Potensi konkret bahayanya praktik demokrasi prosedural adalah saat bagaimana aktor politik formal justru membuat hukum yang bisa membungkam demokrasi itu sendiri. Contoh saja bagaimana permasalahan yang tak kunjung selesai dari Undang- Undang yang dilahirkan oleh DPR dan Pemerintah hingga kini. Belum lagi proses pembentukan Undang- Undang yang dinilai tidak melibatkan partisipasi publik dan transparansi dalam pembentukannya. Banyak pertanyaan besar bagaimana bisa DPR dan Pemerintah kompak mengesahkan UU
KPK, UU Minerba, hingga bagaimana bisa mereka kompak mengesahkan UU MK saat pandemi yang begitu banyak menimbulkan kritik dan pertanyaan publik.
Satu hal konkret lagi dari hal yang harus direfleksikan Indonesia pasca IPK 2020
adalah varietas of democracy (VD) yang ada di angka sangat rendah yaitu 26. VD menjadi
jangkar mengapa IPK Indonesia sangat rendah, lalu apa yang menyebabkan VD Indonesia
sangat kecil ? tentu seharusnya jawabannya sudah kita ketahui, setiap perwakilan partai yang
terpilih dalam pemilu legislatif maupun eksekutif sudah ‘mewakili’ partainya di KPK.
Bahkan para perwakilan yang mengatakan dirinya sebagai anak muda dan anak reformasi
juga banyak yang terjerat kasus korupsi.

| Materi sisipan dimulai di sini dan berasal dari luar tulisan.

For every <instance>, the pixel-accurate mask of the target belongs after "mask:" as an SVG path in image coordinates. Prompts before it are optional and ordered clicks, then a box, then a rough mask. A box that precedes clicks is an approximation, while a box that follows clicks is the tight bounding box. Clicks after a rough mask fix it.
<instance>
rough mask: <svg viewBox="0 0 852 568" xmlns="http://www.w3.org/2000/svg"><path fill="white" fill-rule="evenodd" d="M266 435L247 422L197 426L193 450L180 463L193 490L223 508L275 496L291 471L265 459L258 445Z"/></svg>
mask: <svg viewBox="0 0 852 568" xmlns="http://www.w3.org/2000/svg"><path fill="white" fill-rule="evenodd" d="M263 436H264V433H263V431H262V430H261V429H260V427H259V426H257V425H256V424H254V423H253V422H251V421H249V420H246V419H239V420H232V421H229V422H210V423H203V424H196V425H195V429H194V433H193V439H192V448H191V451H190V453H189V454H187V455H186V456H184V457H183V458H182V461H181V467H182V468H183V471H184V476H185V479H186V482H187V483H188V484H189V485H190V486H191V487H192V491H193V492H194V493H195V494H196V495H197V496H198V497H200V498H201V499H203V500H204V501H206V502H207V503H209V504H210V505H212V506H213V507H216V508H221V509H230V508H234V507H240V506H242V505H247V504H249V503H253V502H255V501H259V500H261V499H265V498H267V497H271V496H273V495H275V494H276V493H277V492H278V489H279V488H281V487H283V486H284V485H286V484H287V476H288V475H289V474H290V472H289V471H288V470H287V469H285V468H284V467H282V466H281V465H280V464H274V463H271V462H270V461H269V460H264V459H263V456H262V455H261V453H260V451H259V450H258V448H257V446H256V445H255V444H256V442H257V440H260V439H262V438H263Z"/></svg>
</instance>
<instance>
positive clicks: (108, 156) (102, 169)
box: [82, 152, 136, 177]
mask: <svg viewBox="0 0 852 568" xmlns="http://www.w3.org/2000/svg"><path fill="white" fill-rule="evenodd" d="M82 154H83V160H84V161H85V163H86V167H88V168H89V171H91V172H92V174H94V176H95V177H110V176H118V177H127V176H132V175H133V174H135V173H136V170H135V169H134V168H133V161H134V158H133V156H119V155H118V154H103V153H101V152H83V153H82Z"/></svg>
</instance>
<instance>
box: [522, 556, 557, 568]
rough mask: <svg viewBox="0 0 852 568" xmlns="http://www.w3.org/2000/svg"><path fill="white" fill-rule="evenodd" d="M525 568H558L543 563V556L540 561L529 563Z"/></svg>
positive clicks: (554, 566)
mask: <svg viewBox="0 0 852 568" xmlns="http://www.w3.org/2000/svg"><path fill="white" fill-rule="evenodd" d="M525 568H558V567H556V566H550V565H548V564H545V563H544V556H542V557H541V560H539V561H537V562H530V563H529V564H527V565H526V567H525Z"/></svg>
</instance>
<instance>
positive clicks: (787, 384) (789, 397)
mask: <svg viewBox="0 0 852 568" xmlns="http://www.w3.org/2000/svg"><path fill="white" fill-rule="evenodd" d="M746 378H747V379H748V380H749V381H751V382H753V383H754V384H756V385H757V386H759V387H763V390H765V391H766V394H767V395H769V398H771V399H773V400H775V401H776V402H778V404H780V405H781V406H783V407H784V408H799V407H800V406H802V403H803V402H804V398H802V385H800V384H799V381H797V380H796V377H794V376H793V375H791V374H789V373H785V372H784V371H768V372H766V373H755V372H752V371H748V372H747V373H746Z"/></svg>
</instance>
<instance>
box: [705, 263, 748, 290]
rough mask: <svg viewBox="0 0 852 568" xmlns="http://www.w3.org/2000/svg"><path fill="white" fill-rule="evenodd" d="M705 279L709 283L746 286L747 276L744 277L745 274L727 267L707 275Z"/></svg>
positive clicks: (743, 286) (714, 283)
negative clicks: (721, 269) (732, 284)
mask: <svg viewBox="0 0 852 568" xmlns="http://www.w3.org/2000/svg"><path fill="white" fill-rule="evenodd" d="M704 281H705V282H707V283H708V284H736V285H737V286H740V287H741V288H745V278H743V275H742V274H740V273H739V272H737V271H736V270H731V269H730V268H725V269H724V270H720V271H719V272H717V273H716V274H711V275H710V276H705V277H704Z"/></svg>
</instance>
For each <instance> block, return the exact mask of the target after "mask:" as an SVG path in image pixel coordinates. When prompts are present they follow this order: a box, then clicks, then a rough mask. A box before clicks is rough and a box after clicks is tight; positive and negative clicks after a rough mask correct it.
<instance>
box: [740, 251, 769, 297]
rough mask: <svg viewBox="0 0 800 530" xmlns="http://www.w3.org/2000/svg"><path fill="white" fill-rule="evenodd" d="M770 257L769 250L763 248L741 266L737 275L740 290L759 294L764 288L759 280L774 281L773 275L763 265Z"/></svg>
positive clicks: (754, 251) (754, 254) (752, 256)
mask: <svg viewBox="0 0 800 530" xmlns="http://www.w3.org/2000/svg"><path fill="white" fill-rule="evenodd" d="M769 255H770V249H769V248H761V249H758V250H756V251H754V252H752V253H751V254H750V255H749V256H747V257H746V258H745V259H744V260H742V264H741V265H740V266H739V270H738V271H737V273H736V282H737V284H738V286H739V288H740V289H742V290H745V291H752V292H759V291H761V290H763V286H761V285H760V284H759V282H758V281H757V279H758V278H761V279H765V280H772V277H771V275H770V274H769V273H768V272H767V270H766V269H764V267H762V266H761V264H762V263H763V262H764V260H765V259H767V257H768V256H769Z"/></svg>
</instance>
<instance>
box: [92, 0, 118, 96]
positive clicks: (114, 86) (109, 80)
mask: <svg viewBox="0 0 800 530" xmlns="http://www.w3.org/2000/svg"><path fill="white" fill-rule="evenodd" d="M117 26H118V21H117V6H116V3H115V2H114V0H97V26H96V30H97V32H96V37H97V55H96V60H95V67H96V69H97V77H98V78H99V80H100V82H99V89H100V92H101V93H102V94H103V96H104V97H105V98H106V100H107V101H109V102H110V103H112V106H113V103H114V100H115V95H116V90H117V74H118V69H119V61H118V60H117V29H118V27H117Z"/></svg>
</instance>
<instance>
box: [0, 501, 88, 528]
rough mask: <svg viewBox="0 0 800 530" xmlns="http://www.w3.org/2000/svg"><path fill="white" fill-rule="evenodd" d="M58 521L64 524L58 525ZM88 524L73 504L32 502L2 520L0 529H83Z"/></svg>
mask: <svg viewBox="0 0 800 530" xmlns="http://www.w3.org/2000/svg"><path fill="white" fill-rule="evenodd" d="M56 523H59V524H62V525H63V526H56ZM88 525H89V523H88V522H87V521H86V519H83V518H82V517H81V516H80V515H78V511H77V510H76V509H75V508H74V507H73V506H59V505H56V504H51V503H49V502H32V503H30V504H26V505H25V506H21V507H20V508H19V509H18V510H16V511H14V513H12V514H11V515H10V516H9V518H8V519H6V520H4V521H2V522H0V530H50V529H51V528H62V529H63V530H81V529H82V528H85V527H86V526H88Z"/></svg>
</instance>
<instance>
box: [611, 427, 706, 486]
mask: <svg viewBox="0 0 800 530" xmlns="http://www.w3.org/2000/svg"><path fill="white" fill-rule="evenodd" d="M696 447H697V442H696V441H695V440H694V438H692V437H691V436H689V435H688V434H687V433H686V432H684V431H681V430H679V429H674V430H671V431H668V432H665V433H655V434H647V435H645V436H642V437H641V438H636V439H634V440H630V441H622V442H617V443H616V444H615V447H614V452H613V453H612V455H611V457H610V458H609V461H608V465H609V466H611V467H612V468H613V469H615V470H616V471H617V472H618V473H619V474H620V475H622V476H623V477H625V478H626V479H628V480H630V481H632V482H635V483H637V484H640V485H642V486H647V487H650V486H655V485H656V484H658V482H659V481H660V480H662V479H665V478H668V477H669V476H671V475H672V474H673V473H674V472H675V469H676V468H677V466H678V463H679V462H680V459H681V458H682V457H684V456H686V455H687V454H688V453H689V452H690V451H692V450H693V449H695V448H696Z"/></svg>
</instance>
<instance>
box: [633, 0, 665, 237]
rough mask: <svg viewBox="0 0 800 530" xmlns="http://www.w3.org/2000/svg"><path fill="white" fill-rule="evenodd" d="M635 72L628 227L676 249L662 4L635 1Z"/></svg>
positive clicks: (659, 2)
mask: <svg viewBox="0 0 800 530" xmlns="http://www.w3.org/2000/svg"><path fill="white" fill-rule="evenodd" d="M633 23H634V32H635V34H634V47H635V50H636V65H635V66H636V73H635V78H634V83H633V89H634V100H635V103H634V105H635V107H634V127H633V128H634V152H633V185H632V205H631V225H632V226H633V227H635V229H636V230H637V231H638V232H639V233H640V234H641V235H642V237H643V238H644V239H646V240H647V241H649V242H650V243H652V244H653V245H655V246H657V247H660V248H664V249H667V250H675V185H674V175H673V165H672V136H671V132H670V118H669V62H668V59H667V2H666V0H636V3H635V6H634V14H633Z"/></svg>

Belum lagi contoh konkret korupsi yang dilakukan
oleh Menteri yang dipercayai langsung oleh Presiden baru- baru ini seakan membuktikan
bahwa korupsi bantuan sosial Covid-19 yang menjadi salah satu prediksi temuan dari TI
benar- benar terjadi di Indonesia.
Pekerjaan Rumah Bangsa Indonesia Kedepan
Mengutip pendapat Christian Wulf, Indonesia sebagai salah satu negara demokrasi terbesar di dunia seharusnya dapat menekan angka korupsi seminim mungkin. Sayangnya sebagai negara demokrasi yang berlandaskan hukum, Indonesia memiliki kenyataan yang menyimpang dan banyak menelurkan jenis korupsi politik. Alhasil IPK Indonesia anjlok di Tahun 2020. IPK mungkin saja hanyalah sebuah persepsi, namun apabila diberi perhatian khusus, indeks ini adalah warning yang mengingatkan kondisi korupsi di Indonesia sangat memprihatinkan. Bangsa Indonesia tidak boleh abai akan hal ini, meskipun beberapa bulan terakhir ada kasus korupsi diungkap ke publik karena korupsi adalah wujud penyalahgunaan kekuasaan yang terus menjadi pekerjaan rumah untuk wajib diselesaikan.
DAFTAR PUSTAKA
- Sally Engle Merry, Kevin E. Davis, Benedict Kingsbury (2015), The Quiet Power of
Indicators Measuring Governance, Corruption, and Rule of Law, Cambridge
University Press. - Zainal Arifin Mochtar (2021), Membaca Anjlok IPK Indonesia, mediaindonesia.com,
link:https://mediaindonesia.com/kolom-pakar/381416/membaca-anjlok-ipk-indonesia
()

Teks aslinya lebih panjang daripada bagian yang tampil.